We tend to think of IPOs as a stage reserved only for select private companies that have posted years of stellar growth or financial performance; the major league debut of sorts for minor league phenoms. We also associate IPOs with an exit or liquidity event; the ultimate pot of gold for companies’ early investors and entrepreneurs, usually during periods of robust stock market, sector, and business performance.

IPO volume is accelerating across most U.S. sectors with the climb in stock market and corporate profits over the past two years. But while housing continues to strengthen, single-family starts are still far from historic average levels. Building products companies’ sales and profits are improving, but still far from historically strong. And the costs, liability, scrutiny, and resource burdens that public companies face has only increased in recent years. So why the recent flurry of building-products company IPO activity?

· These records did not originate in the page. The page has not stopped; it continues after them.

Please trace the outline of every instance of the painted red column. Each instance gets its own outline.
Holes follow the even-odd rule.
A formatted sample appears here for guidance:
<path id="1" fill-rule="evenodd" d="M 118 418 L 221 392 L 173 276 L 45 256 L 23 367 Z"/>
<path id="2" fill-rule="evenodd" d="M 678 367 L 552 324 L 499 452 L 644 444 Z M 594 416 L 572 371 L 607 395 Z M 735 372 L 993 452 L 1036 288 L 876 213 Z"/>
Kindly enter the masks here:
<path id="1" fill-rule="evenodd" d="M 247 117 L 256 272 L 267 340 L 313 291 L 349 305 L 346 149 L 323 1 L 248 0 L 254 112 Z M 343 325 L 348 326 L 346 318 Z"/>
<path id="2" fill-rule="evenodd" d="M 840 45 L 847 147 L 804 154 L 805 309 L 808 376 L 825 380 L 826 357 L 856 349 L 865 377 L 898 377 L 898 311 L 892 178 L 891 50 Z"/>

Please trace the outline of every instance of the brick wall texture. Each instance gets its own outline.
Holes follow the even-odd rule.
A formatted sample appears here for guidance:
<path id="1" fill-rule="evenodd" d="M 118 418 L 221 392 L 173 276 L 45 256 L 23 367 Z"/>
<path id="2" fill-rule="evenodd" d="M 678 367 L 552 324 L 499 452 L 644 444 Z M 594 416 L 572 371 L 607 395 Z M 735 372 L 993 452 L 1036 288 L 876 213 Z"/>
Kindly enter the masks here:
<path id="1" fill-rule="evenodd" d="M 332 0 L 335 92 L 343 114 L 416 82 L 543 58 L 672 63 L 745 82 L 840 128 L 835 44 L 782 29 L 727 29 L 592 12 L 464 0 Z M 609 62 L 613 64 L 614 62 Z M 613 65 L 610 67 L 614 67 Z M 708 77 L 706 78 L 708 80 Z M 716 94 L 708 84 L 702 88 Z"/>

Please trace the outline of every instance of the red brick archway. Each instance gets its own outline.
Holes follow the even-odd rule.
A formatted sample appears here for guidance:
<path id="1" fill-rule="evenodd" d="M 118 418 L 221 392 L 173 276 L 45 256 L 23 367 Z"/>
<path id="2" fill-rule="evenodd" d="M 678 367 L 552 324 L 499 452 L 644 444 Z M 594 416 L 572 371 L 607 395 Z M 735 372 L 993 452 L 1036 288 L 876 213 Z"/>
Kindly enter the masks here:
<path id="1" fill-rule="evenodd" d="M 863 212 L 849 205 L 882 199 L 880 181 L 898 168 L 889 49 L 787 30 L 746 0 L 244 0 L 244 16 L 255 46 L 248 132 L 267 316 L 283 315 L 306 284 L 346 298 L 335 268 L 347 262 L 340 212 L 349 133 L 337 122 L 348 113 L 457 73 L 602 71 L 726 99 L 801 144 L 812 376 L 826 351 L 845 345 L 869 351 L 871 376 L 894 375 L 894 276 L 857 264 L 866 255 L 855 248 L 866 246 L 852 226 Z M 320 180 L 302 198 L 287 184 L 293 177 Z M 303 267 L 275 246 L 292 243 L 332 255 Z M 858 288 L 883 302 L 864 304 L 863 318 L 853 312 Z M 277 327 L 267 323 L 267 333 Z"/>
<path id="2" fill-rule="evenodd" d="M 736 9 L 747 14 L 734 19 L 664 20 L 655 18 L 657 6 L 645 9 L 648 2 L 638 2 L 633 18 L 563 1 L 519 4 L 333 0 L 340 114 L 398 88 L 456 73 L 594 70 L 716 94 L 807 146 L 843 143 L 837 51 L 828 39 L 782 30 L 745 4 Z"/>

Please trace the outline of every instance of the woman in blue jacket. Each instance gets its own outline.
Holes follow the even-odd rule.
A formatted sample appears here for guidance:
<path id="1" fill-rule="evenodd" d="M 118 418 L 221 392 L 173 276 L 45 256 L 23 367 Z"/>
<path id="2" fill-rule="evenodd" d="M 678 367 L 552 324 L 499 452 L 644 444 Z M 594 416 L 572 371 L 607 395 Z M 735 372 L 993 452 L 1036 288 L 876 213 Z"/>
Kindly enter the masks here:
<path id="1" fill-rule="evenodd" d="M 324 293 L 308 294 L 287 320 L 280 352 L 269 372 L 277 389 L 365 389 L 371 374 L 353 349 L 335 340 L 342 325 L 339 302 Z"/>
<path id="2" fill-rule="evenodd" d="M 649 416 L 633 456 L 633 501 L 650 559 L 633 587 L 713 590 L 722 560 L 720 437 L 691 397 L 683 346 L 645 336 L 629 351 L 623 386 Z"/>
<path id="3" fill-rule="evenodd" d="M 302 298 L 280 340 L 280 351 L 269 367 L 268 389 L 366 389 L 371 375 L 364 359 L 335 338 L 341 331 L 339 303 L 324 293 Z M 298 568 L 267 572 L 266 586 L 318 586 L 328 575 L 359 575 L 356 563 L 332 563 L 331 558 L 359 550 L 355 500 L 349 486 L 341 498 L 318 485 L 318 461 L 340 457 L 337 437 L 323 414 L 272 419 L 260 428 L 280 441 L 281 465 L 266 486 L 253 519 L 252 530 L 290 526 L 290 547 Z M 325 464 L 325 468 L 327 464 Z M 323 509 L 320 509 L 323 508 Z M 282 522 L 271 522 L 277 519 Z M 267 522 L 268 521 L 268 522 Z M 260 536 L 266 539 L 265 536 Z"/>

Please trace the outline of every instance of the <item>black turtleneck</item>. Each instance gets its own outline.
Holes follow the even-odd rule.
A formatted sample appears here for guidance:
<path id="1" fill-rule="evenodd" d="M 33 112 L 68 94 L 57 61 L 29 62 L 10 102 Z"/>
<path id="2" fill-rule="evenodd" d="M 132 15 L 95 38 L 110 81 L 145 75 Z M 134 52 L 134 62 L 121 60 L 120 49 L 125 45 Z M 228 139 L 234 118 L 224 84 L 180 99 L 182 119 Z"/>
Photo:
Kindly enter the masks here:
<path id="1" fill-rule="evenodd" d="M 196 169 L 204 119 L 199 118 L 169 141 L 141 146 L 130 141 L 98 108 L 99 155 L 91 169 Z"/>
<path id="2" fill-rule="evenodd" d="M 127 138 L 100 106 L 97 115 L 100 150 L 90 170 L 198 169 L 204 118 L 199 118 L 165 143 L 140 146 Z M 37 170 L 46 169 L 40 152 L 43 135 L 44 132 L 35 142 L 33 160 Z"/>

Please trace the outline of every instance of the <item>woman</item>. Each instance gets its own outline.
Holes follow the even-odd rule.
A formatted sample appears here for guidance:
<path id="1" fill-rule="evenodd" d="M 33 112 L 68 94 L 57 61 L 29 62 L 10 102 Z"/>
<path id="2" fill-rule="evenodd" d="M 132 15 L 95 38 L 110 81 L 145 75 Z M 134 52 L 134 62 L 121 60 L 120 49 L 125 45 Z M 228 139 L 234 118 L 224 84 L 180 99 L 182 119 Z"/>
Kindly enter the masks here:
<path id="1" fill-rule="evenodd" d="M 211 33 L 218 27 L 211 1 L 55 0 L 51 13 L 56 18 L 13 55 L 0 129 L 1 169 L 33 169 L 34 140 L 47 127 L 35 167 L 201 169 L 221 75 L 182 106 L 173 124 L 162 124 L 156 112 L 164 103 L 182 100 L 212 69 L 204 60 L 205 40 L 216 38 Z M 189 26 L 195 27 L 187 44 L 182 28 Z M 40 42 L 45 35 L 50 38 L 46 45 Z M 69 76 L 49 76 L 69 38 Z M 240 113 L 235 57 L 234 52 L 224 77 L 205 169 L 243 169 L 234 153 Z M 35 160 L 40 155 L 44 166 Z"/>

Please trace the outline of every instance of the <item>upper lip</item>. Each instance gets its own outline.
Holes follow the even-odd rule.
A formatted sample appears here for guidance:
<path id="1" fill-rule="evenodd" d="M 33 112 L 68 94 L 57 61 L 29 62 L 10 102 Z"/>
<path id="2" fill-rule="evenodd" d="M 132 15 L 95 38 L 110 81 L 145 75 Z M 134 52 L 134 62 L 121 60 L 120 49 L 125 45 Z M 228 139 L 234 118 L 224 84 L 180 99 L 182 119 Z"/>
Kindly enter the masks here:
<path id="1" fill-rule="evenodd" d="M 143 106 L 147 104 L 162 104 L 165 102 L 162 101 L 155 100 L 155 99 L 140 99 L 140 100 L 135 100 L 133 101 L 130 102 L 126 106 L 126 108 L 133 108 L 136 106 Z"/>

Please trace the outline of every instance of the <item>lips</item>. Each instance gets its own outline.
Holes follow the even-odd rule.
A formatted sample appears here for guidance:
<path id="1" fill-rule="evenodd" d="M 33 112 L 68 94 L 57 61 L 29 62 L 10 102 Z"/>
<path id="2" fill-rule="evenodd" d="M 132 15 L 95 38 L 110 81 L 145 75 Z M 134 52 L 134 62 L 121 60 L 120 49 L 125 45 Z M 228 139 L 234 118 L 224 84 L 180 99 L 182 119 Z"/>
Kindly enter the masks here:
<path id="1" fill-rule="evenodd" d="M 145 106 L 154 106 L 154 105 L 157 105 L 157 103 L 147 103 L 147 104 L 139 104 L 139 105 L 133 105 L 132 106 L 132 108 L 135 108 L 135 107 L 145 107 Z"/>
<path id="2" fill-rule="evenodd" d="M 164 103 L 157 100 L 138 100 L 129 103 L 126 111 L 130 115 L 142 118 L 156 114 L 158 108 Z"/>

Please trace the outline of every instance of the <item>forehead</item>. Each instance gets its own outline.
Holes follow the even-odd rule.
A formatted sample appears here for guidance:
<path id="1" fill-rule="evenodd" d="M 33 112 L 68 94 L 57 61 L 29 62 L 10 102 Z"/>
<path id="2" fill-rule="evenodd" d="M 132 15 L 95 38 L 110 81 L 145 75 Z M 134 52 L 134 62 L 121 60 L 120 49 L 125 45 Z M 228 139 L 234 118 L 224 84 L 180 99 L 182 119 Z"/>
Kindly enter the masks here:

Here are some explanations:

Cheap Equity Capital IPOs are compelling capital-raising avenues for companies that can qualify and want substantial equity capital to de-lever (read: de-risk) their balance sheet and/or grow aggressively (whether organically or through acquisitions). Public equity provides the lowest cost of equity capital available, meaning the least amount of equity ownership given up per dollar of capital received. Furthermore, once public, a well-performing company can continue to tap this vast source of cheap capital.

Valuation Due to lower perceived business and investment risk, public markets typically value companies substantially higher than private markets. The average building products company is trading at an enterprise value of more than 15 times last 12 months (LTM) EBITDA. Ply Gem went public at 17 times and HD Supply at 12 times. Stock’s proposed $175 million equity offering is not valued yet. But these public market valuations are eye-popping and translate into cheaper cost of capital.

Setting the Stage While IPOs don’t usually create immediate liquidity for existing investors and management, they set the stage for future liquidity. After the “lock up” period for large pre-IPO shareholders and management (insiders) expires, they can often offer their shares for follow-on sale in the public market. This process takes time. So investors that want to exit their investment within the next one to two years may choose to file an IPO to set the stage for their ultimate exit at a time of their choosing, right after lock up expiration or perhaps when the company’s valuation is higher.

Timing For many private companies, the potential advantages of being public—cheap and abundant capital, maximized enterprise valuation, and investment liquidity—trump likely burdens and cost. Savvy investors and entrepreneurs know that access to the public markets is fleeting. The stock market is climbing now and interest in building-products companies is improving with housing fundamentals. They know many factors beyond their control could close the IPO window. So perceiving that window open and temporary, private building-products companies with public market aspirations would rather be early than late and are hitting the window aggressively.